At the institutional level, universities in Europe and North America must recognize scholasticide as a real and ongoing phenomenon, not simply as collateral damage. They should:
- establish formal partnerships with Palestinian universities to help rebuild infrastructure, exchange curricula, and provide remote or hybrid teaching modules;
- offer research stays, fellowships, and scholarships specifically targeted at Palestinian academics and students — with flexible visa arrangements and support for those who cannot easily travel;
- apply academic boycott where necessary: there are universities complicit in occupation or the infrastructure of violence (the Uppsala Declaration, for example, urges researchers and institutions to reconsider investments and partnerships with organizations that are complicit in or contribute to systemic violence);
- advocate for policy change: collectively, academic institutions have political leverage. They can lobby governments, funders, and international bodies to ensure humanitarian and educational reconstruction, support for scholarship programs, and protection for Palestinian academics.

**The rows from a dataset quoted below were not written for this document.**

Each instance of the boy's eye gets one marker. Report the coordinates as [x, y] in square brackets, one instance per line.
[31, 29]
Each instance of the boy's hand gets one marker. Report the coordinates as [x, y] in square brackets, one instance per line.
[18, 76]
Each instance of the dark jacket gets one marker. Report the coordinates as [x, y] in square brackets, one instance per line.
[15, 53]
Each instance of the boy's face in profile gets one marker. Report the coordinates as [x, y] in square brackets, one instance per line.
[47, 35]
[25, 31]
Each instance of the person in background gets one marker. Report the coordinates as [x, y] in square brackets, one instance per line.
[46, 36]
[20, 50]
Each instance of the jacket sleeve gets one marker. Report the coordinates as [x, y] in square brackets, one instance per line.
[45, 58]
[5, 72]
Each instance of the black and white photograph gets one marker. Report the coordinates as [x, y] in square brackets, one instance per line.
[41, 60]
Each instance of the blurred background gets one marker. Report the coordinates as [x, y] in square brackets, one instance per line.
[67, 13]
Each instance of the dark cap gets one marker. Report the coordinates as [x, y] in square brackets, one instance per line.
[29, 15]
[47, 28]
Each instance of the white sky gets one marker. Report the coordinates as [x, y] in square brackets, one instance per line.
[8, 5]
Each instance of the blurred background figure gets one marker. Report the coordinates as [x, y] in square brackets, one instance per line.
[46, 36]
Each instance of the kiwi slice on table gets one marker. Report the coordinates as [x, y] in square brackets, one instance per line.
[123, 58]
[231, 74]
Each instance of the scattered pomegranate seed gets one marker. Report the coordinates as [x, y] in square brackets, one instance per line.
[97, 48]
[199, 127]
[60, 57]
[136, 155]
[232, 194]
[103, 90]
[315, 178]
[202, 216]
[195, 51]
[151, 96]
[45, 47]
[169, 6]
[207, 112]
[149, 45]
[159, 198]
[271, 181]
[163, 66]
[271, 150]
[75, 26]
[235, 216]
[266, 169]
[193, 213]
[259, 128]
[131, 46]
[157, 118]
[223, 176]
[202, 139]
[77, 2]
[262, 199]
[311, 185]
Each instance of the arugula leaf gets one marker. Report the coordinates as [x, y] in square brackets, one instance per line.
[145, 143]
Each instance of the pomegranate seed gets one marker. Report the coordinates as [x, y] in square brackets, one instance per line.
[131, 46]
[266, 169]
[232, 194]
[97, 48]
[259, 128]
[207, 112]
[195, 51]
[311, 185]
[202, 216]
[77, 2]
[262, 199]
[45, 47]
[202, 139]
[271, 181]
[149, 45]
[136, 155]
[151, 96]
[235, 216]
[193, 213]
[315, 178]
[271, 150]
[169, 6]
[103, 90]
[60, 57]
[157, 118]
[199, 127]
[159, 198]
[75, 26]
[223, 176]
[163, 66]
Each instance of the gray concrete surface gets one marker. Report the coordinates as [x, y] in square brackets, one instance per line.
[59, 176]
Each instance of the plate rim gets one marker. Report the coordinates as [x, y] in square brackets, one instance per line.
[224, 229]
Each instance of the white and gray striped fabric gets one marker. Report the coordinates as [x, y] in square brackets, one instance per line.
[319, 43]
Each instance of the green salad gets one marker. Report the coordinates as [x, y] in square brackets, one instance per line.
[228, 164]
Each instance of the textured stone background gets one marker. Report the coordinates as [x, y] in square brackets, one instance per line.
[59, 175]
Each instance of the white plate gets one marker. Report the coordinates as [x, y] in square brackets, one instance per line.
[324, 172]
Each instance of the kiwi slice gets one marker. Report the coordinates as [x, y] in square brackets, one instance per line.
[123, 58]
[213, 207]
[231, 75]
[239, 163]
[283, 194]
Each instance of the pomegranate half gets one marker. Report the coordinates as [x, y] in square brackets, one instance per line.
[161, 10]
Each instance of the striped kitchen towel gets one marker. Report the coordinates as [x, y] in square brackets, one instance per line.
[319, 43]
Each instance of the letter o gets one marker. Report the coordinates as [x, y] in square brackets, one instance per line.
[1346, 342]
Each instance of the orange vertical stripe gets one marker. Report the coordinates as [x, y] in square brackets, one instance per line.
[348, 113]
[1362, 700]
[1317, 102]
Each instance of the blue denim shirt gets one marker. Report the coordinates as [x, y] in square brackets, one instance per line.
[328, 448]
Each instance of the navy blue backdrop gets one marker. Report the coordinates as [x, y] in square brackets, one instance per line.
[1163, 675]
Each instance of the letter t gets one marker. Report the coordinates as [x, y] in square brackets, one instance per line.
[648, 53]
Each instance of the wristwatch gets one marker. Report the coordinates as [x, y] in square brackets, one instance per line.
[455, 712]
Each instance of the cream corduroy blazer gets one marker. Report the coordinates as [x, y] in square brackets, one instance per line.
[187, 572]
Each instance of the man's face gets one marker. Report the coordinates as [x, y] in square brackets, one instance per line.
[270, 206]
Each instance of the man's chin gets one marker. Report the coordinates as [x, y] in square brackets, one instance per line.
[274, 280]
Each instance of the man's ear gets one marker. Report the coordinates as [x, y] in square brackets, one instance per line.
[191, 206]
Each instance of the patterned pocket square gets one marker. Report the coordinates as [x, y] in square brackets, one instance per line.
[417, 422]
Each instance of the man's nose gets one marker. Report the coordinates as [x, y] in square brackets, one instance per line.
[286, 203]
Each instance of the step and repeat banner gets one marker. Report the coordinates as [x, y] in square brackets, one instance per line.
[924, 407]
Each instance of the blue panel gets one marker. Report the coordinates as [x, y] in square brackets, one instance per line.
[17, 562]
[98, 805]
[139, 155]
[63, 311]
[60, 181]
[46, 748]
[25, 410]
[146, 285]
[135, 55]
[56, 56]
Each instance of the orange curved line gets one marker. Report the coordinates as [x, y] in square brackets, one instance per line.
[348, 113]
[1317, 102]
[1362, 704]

At the individual level, each scholar has a role to play: it might be co-supervising a thesis, supporting a grant application, offering a virtual extracurricular course, or giving voice to suppressed academic work. The solidarity we build now can help rebuild more than buildings, it can rebuild communities, hope, and the intellectual foundation for Palestine’s future.
Finally, how do you hold on to hope — personally, as a scientist and as a Palestinian?
The answer is simple. As Palestinians in Gaza, the West Bank, and the diaspora, carrying the weight of collective loss across four generations, we cannot afford to lose hope. As a trainee scientist, I see knowledge itself as an act of resistance. Every experiment I perform, every paper I write, every researcher I collaborate with is a small act of healing and rebuilding. The world’s moral recognition of Palestinians has grown in the past two years, but we mustn’t be seen only as victims. Palestinians are scholars, scientists, artists, and dreamers. That truth can’t be erased.